AHY Bicara Wacana Koalisi Demokrat, NasDem, dan PKS untuk Pilpres 2024

JAKARTA- WARTA BOGOR- Ketua Umum Partai Demokrat Agus Harimurti Yudhoyono (AHY) buka suara soal rencana koalisi partainya menuju Pilpres 2024.

Adapun Demokrat rencananya bakal berkoalisi dengan NasDem dan Partai Keadilan Sejahtera (PKS).

AHY mengatakan Demokrat bersama calon mitra koalisinya, yakni PKS dan NasDem intens melakukan komunikasi.

“Tentunya komunikasi Partai Demokrat, NasDem, dan juga PKS semakin intensif seringkali tidak tampak di media. Tentunya karena bagi kami yang penting bukan harus selalu di gembar gemborkan,” kata AHY usai acara pelantikan DPC dan DPAC Demokrat se-Jakarta di GOR Ciracas, Jakarta Timur, Selasa (11/10/2022).

Sementara, Partai NasDem Hermawi Taslim mengatakan saat ini kesepakatan rencana koalisi partainya bersama Demokrat dan PKS sudah melebihi angka 90 persen.

“Kalau hari ini tinggal teknis saja. Sudah di atas 90 persen (peluang koalisi NasDem, PKS, dan Demokrat),” ungkapnya, Senin (10/10/2022).

Hal senada diungkapkan Wasekjen DPP PKS Fathul Bari.

Menurutnya PKS terus menjalin komunikasi intensif dengan Partai NasDem dan Demokrat, setelah Anies Baswedan dan Agus Harimurti Yudhoyono (AHY) melakukan pertemuan.
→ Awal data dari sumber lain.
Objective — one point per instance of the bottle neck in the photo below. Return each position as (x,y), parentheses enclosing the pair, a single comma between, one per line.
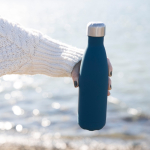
(95,41)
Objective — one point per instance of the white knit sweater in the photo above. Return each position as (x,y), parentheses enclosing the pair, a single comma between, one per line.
(27,51)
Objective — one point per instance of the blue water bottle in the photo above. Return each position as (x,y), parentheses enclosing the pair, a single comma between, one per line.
(93,80)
Pertemuan tersebut terjadi beberapa hari setelah Anies didukung NasDem menjadi calon presiden (capres) 2024.

“PKS sudah lebih intensif melakukan komunikasi politik, antara lain dengan Nasdem dan Demokrat,” kata Fathul Bari, Senin (10/10/2022).
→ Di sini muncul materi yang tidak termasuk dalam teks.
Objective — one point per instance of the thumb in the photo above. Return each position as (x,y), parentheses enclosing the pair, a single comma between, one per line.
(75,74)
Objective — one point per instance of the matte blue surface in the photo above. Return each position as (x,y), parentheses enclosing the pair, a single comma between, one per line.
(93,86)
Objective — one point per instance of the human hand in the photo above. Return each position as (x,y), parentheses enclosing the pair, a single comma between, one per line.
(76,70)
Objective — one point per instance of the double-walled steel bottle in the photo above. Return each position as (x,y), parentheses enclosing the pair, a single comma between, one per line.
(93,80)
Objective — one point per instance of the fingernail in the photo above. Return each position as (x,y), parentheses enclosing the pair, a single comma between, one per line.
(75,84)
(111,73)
Fathul mengungkapkan, berdasarkan Musyawarah Majelis Syura (MMS) VII PKS bulan Agustus lalu, menghasilkan beberapa keputusan.

Keputusan itu diantaranya untuk memperkuat komunikasi politik dengan berbagai partai politik yang ada dan berpotensi untuk membangun koalisi guna memenuhi syarat Presidential Threshold 20 persen.

“Serta untuk mengusung Bakal Calon Presiden dan Wakil Presiden yang memiliki karakter Nasionalis-Religius, berpeluang besar untuk menang di Pemilihan Presiden 2024, dan tokoh yang menjadi simbol perubahan untuk Indonesia yang lebih baik,” ucapnya.

Terkait bakal Cawapres, Fathul mengatakan hal itu menjadi pembahasan bersama setelah kesepakatan rencana koalisi sudah tercapai dan dibentuk serta ada fiksasi bakal Capres yang diusun.